You need to canncel the http proxy before assessing performance, as following

# unset proxy
unset http_proxy
unset https_proxy
  • You can place your datasets in the dir: benchmark/ais_bench/datasets
  • You can change the configurationin the dir :benchmark/ais_bench/benchmark/configs/models/vllm_api Take the vllm_api_stream_chat.py for examples
models = [
    dict(
        attr="service",
        type=VLLMCustomAPIChatStream,
        abbr='vllm-api-stream-chat',
        path="vllm-ascend/DeepSeek-R1-W8A8",
        model="dsr1",
        request_rate = 28,
        retry = 2,
        host_ip = "192.0.0.1", # Proxy service host IP
        host_port = 8000,  # Proxy service Port
        max_out_len = 10,
        batch_size=1536,
        trust_remote_code=True,
        generation_kwargs = dict(
            temperature = 0,
            seed = 1024,
            ignore_eos=False,
        )
    )
]
  • Take gsm8k dataset for example, execute the following commands to assess performance.
ais_bench --models vllm_api_stream_chat --datasets gsm8k_gen_0_shot_cot_str_perf  --debug  --mode perf
  • For more details for commands and parameters for aisbench, refer to aisbench

Prefill & Decode Configuration Details

In the PD separation scenario, we provide a optimized configuration.

  • prefiller node
  1. set HCCL_BUFFSIZE=256
  2. add '--enforce-eager' command to 'vllm serve'
  3. Take '--kv-transfer-config' as follow
--kv-transfer-config \
    '{"kv_connector": "MooncakeConnectorV1",
      "kv_buffer_device": "npu",
      "kv_role": "kv_producer",
      "kv_parallel_size": "1",
      "kv_port": "20001",
      "engine_id": "0"
    }'
  1. Take '--additional-config' as follow
--additional-config '{"enable_weight_nz_layout":true,"enable_prefill_optimizations":true}'
  • decoder node
  1. set HCCL_BUFFSIZE=1024
  2. Take '--kv-transfer-config' as follow
--kv-transfer-config
    '{"kv_connector": "MooncakeConnectorV1",
      "kv_buffer_device": "npu",
      "kv_role": "kv_consumer",
      "kv_parallel_size": "1",
      "kv_port": "20001",
      "engine_id": "0"
    }'
  1. Take '--additional-config' as follow
--additional-config '{"enable_weight_nz_layout":true}'

Parameters Description

1.'--additional-config' Parameter Introduction:

  • "enable_weight_nz_layout" Whether to convert quantized weights to NZ format to accelerate matrix multiplication.
  • "enable_prefill_optimizations" Whether to enable DeepSeek models' prefill optimizations.

3.enable MTP Add the following command to your configurations.

--speculative-config '{"num_speculative_tokens": 1, "method":"deepseek_mtp"}'

For exampleif the average input length is 3.5k, and the output length is 1.1k, the context length is 16k, the max length of the input dataset is 7K. In this scenario, we give a recommended configuration for distributed DP server with high EP. Here we use 4 nodes for prefill and 4 nodes for decode.

node DP TP EP max-model-len max-num-batched-tokens max-num-seqs gpu-memory-utilization
prefill 2 8 16 17000 16384 4 0.9
decode 64 1 64 17000 256 28 0.9

:::{note} Note that these configurations are not related to optimization.
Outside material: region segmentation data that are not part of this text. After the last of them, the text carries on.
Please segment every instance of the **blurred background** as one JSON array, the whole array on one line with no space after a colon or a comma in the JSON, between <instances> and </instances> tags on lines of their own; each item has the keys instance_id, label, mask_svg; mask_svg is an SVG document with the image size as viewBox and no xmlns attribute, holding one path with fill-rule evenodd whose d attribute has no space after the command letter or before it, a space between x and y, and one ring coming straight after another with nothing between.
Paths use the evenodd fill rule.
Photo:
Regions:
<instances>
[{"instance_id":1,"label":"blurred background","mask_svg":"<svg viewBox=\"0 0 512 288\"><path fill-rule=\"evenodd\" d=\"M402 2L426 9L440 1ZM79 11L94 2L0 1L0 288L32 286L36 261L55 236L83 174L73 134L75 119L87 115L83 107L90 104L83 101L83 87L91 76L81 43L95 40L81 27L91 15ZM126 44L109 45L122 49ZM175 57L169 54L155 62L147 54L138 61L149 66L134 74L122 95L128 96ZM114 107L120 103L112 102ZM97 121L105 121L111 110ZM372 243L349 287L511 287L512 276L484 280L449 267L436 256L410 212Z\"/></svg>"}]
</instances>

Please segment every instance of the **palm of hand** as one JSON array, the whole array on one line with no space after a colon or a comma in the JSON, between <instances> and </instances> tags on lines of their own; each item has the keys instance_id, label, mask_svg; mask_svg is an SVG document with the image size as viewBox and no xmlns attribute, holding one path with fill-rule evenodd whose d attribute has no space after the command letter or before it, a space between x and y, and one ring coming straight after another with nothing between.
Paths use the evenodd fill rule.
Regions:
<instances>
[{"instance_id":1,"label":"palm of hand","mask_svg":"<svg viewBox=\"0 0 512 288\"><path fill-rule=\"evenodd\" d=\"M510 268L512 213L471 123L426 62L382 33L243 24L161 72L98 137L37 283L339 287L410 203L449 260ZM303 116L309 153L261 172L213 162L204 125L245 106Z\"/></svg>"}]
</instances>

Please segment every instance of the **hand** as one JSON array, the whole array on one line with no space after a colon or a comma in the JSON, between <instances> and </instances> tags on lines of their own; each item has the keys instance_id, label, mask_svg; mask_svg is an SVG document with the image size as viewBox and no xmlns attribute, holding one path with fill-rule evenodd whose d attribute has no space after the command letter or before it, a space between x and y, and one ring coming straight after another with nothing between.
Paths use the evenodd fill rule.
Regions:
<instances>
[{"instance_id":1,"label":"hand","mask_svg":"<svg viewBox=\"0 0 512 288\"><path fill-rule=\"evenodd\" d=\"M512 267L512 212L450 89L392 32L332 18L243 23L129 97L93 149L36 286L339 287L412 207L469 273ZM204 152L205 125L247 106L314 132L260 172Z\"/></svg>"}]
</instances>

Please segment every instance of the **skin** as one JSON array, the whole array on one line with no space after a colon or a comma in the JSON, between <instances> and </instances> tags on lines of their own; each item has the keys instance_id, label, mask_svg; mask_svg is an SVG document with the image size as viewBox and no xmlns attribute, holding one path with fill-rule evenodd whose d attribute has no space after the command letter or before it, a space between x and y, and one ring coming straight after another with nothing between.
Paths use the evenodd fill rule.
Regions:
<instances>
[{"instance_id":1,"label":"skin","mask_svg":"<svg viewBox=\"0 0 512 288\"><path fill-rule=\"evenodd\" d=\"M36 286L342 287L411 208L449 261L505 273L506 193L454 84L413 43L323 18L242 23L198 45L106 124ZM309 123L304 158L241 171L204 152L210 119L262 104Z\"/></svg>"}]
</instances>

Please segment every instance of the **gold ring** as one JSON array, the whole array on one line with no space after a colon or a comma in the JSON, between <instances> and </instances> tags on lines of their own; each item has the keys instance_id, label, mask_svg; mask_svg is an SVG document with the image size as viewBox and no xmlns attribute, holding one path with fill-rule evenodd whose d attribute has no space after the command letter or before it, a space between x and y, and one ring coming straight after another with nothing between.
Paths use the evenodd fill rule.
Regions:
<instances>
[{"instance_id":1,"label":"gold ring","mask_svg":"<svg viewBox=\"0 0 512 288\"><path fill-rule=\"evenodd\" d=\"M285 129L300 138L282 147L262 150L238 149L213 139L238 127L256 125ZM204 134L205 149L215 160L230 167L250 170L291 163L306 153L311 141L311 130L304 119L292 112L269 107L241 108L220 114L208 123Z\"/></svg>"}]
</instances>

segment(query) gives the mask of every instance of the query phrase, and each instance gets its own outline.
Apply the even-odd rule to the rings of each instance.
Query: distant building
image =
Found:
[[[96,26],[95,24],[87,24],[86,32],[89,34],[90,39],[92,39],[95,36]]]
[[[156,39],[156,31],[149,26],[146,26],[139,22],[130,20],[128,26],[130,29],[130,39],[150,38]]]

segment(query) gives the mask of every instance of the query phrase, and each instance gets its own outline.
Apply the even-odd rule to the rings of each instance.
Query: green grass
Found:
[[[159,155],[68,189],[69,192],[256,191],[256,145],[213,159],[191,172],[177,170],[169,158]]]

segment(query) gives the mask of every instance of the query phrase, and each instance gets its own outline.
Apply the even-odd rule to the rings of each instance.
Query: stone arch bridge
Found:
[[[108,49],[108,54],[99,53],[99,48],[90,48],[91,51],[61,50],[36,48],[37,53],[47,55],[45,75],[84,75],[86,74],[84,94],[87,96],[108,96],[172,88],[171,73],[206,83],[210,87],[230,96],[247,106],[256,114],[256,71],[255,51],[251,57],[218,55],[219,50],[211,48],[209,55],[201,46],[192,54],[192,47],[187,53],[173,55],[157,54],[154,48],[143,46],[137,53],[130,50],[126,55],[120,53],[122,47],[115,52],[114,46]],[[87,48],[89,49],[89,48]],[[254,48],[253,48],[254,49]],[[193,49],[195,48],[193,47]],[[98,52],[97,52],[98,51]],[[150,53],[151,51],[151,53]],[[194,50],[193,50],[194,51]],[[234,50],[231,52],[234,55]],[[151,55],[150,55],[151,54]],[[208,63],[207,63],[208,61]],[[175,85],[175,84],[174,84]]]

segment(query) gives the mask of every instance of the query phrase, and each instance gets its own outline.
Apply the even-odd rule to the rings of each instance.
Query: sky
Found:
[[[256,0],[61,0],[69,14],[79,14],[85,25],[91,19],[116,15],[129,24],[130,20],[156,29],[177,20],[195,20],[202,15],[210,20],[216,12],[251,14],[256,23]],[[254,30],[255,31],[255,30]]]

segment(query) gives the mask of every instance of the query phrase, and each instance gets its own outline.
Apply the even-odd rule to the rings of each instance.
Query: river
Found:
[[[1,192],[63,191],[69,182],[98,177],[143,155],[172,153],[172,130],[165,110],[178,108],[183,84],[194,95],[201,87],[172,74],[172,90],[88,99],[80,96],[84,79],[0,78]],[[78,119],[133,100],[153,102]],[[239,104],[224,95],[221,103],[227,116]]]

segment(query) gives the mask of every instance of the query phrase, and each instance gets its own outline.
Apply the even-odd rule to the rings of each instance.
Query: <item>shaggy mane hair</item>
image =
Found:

You need to adjust these parameters based on actual scenarios. :::

FAQ

1. Prefiller nodes need to warmup

Since the computation of some NPU operators requires several rounds of warm-up to achieve best performance, we recommend preheating the service with some requests before conducting performance tests to achieve the best end-to-end throughput.